O desafio do overturismo na Itália
- Larissa Lugli Hidalgo Gonçales e Vitória Batista Santos Silva
- 14 de abr.
- 4 min de leitura
Por Larissa Lugli Hidalgo Gonçales e
Vitória Batista Santos Silva¹
O turismo é vital para a economia de muitos países europeus — França e Espanha, por exemplo, lideram o ranking global de visitantes, segundo a Organização Mundial do Turismo (2024). Porém, isso abre espaço para a discussão econômica dos trade-offs: como equilibrar os ganhos da atividade turística com os prejuízos sociais, ambientais e urbanos que ela pode causar? O fenômeno do overturismo tem colocado essa questão em evidência, especialmente na Itália.
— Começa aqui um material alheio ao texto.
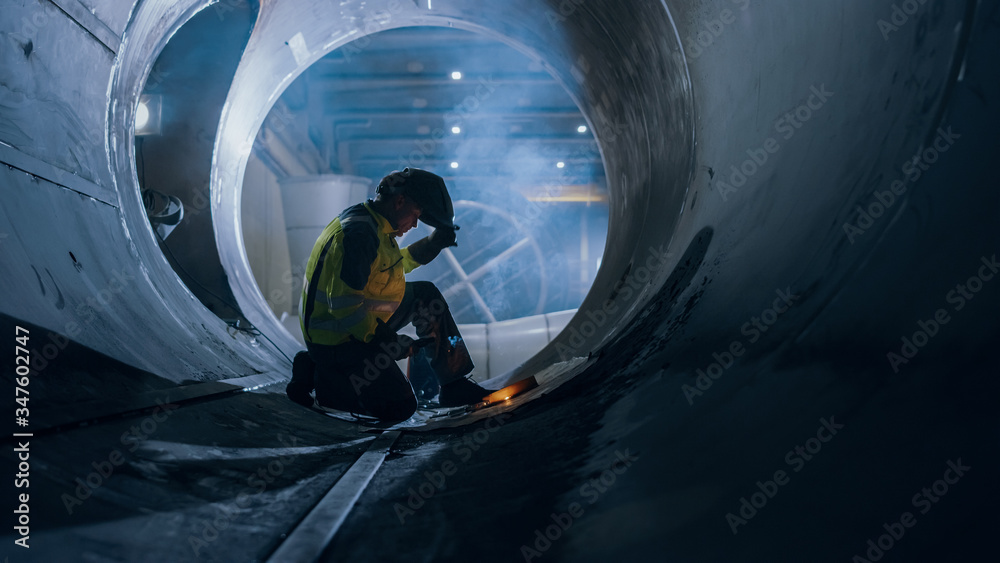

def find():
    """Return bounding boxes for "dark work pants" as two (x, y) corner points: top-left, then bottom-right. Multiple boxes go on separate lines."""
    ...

(308, 281), (474, 421)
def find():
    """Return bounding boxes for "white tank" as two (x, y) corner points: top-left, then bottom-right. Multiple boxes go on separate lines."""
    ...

(279, 174), (372, 313)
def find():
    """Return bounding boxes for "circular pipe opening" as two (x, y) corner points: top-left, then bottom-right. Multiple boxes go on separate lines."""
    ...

(210, 1), (694, 381)
(240, 25), (611, 377)
(130, 3), (259, 322)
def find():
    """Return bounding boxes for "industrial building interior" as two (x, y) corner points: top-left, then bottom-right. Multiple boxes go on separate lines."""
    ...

(1, 0), (998, 561)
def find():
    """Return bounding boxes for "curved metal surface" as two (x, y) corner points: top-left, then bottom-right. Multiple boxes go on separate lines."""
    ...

(209, 0), (694, 366)
(0, 0), (997, 560)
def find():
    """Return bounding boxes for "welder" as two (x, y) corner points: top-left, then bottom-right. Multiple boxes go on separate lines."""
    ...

(286, 167), (489, 421)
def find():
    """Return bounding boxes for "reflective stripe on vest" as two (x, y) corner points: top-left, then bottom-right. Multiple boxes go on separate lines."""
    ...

(302, 202), (422, 345)
(323, 293), (365, 310)
(301, 233), (338, 342)
(318, 294), (399, 315)
(301, 213), (379, 341)
(303, 209), (404, 341)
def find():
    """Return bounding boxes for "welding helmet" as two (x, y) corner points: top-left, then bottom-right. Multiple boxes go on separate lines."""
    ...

(376, 167), (456, 231)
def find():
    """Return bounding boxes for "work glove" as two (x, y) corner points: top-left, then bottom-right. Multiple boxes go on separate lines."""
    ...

(374, 320), (433, 360)
(428, 227), (458, 249)
(407, 227), (458, 265)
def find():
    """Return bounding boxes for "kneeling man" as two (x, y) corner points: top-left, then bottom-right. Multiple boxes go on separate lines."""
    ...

(286, 168), (489, 421)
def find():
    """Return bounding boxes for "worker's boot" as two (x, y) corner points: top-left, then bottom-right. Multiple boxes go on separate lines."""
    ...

(438, 376), (489, 407)
(286, 351), (316, 408)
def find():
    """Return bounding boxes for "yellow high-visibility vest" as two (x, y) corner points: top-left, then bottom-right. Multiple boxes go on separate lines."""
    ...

(300, 201), (421, 346)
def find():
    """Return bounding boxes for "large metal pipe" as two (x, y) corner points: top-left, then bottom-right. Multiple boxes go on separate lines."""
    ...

(23, 0), (962, 387)
(213, 0), (696, 376)
(1, 0), (996, 560)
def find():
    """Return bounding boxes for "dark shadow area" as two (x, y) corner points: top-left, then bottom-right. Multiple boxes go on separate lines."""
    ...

(0, 311), (179, 420)
(136, 2), (258, 321)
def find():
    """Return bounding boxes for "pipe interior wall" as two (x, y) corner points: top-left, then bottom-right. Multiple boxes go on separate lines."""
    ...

(0, 0), (997, 560)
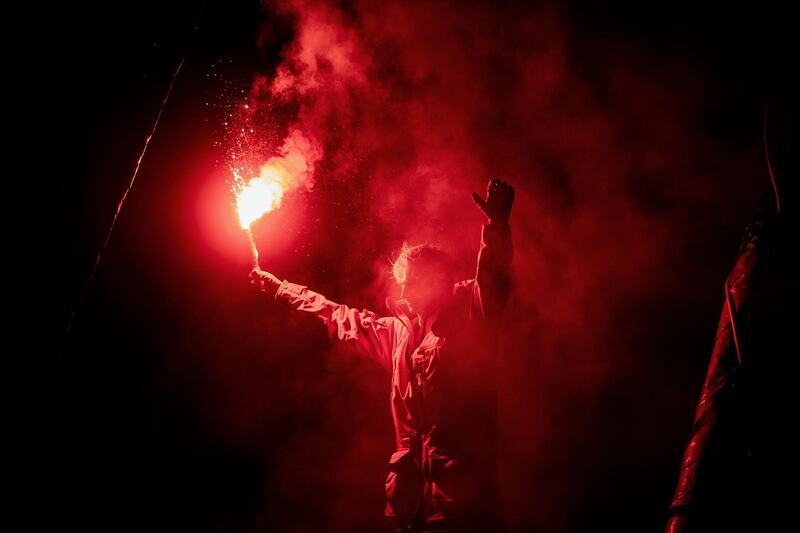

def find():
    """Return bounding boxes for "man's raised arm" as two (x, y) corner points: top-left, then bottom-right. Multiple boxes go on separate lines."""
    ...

(249, 269), (394, 368)
(471, 178), (514, 321)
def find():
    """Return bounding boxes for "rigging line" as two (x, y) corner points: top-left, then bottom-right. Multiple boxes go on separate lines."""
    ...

(61, 5), (206, 352)
(763, 101), (780, 216)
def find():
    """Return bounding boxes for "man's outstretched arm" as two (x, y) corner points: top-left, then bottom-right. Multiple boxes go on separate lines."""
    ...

(471, 178), (514, 321)
(249, 269), (394, 368)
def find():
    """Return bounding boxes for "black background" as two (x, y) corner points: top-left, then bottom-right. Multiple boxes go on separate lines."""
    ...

(37, 1), (795, 531)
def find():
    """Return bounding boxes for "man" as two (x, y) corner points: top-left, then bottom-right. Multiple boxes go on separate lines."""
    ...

(250, 178), (514, 532)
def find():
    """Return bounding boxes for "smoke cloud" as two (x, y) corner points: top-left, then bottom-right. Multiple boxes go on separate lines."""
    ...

(201, 0), (767, 530)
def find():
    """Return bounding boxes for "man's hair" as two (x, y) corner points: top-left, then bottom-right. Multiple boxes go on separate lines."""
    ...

(391, 242), (456, 287)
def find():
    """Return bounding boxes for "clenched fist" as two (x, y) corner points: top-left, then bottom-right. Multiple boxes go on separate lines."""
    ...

(472, 178), (515, 226)
(249, 268), (281, 292)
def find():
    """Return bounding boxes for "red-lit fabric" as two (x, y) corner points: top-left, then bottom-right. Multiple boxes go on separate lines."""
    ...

(266, 222), (512, 531)
(271, 278), (397, 369)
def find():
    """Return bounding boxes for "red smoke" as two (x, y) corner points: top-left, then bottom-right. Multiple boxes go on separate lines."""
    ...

(193, 1), (767, 530)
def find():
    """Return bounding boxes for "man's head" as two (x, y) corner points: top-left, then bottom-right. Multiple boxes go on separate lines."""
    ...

(391, 243), (457, 316)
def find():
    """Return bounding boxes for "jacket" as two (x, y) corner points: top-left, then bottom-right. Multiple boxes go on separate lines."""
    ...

(264, 222), (513, 530)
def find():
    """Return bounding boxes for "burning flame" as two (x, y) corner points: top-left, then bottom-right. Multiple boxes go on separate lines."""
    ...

(234, 165), (290, 229)
(231, 128), (322, 230)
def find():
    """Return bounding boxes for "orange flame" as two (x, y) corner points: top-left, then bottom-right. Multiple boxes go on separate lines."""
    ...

(234, 165), (290, 230)
(232, 129), (321, 230)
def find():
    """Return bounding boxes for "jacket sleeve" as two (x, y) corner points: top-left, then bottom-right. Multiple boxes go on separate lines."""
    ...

(474, 221), (513, 321)
(259, 277), (394, 369)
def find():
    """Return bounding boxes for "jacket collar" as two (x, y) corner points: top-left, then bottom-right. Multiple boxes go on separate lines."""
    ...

(385, 297), (444, 336)
(385, 297), (415, 319)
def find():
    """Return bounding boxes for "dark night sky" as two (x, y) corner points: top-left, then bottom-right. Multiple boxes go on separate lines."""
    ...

(42, 1), (795, 531)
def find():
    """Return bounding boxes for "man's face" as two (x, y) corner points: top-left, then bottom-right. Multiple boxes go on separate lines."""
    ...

(401, 261), (453, 316)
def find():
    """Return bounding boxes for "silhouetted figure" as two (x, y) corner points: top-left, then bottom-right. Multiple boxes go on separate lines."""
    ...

(251, 179), (514, 532)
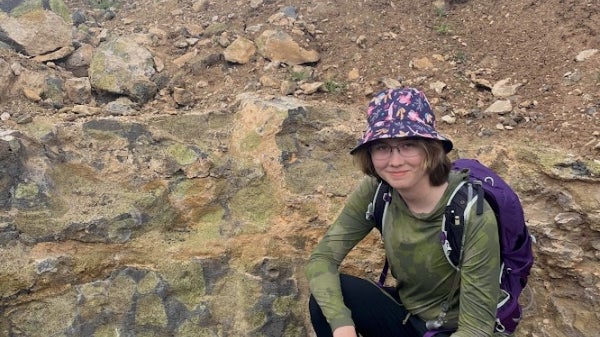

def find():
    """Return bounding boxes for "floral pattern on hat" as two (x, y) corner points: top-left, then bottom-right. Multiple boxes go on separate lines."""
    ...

(350, 87), (453, 154)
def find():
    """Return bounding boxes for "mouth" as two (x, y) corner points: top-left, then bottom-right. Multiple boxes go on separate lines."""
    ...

(388, 171), (409, 178)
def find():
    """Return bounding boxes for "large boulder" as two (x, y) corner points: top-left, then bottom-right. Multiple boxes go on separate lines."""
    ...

(0, 0), (72, 58)
(89, 37), (158, 103)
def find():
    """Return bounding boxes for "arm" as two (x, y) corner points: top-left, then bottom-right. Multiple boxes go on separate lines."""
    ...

(305, 177), (376, 331)
(451, 203), (501, 337)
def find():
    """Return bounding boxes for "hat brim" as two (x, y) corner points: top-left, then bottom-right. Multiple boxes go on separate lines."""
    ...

(350, 134), (453, 154)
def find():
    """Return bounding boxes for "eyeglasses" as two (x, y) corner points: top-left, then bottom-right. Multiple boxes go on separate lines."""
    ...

(369, 141), (421, 160)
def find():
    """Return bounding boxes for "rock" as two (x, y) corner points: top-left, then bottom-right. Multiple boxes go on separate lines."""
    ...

(432, 0), (449, 11)
(173, 50), (198, 68)
(563, 70), (582, 85)
(539, 240), (584, 269)
(63, 44), (95, 77)
(491, 78), (522, 98)
(103, 97), (139, 116)
(441, 115), (456, 124)
(223, 37), (257, 64)
(356, 35), (367, 48)
(203, 22), (228, 38)
(0, 7), (72, 57)
(281, 6), (299, 19)
(575, 49), (598, 62)
(22, 87), (41, 102)
(9, 62), (24, 76)
(185, 23), (204, 36)
(429, 81), (447, 94)
(555, 212), (584, 230)
(217, 32), (230, 48)
(300, 82), (323, 94)
(245, 23), (263, 33)
(485, 100), (513, 115)
(33, 46), (75, 63)
(410, 57), (434, 70)
(0, 58), (13, 100)
(185, 38), (202, 49)
(466, 70), (493, 90)
(590, 212), (600, 232)
(65, 77), (92, 105)
(172, 87), (195, 106)
(382, 78), (402, 89)
(454, 108), (471, 117)
(71, 105), (101, 116)
(267, 12), (287, 25)
(260, 75), (279, 88)
(153, 56), (165, 73)
(192, 0), (210, 12)
(255, 29), (320, 65)
(347, 68), (360, 81)
(280, 80), (297, 95)
(89, 37), (157, 103)
(250, 0), (264, 9)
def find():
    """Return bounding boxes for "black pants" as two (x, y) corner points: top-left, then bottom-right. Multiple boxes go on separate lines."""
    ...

(309, 274), (450, 337)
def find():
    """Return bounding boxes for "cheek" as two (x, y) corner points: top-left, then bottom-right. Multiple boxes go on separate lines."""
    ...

(410, 158), (427, 173)
(371, 159), (387, 172)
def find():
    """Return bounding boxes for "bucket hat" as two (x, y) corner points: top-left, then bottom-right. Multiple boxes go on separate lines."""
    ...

(350, 87), (453, 154)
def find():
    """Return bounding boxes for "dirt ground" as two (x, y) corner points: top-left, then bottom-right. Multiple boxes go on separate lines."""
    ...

(56, 0), (600, 159)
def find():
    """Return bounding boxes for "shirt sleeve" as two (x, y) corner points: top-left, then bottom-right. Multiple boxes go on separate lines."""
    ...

(451, 199), (501, 337)
(305, 177), (377, 330)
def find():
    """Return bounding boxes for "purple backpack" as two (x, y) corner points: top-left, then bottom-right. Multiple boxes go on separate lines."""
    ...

(369, 158), (534, 335)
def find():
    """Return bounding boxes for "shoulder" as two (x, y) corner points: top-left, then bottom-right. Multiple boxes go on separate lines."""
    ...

(438, 170), (469, 206)
(351, 175), (380, 199)
(341, 176), (380, 218)
(448, 168), (469, 186)
(464, 193), (499, 245)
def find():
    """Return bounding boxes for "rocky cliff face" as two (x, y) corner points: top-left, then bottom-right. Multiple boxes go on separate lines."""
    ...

(2, 94), (600, 336)
(1, 0), (599, 336)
De Veneza, no norte, onde o excesso de cruzeiros ameaça a estrutura da cidade, até o centro histórico de Nápoles, no sul, cujo aumento da demanda turística suscitou debates sobre a cobrança de taxas para visitação, os impactos do overturismo podem variar de mudanças no cotidiano dos moradores até o encarecimento dos produtos e serviços prestados.
Cidades italianas tornaram-se exemplos no que se refere à compreensão desse fenômeno, adotando medidas restritivas para conter os efeitos negativos do fluxo intenso de turistas. O país, que foi o quinto no mesmo ranking de recepção de turistas em 2024, tenta implementar diferentes estratégias para enfrentar os desafios do turismo elevado, buscando equilibrar desenvolvimento econômico e preservação do patrimônio.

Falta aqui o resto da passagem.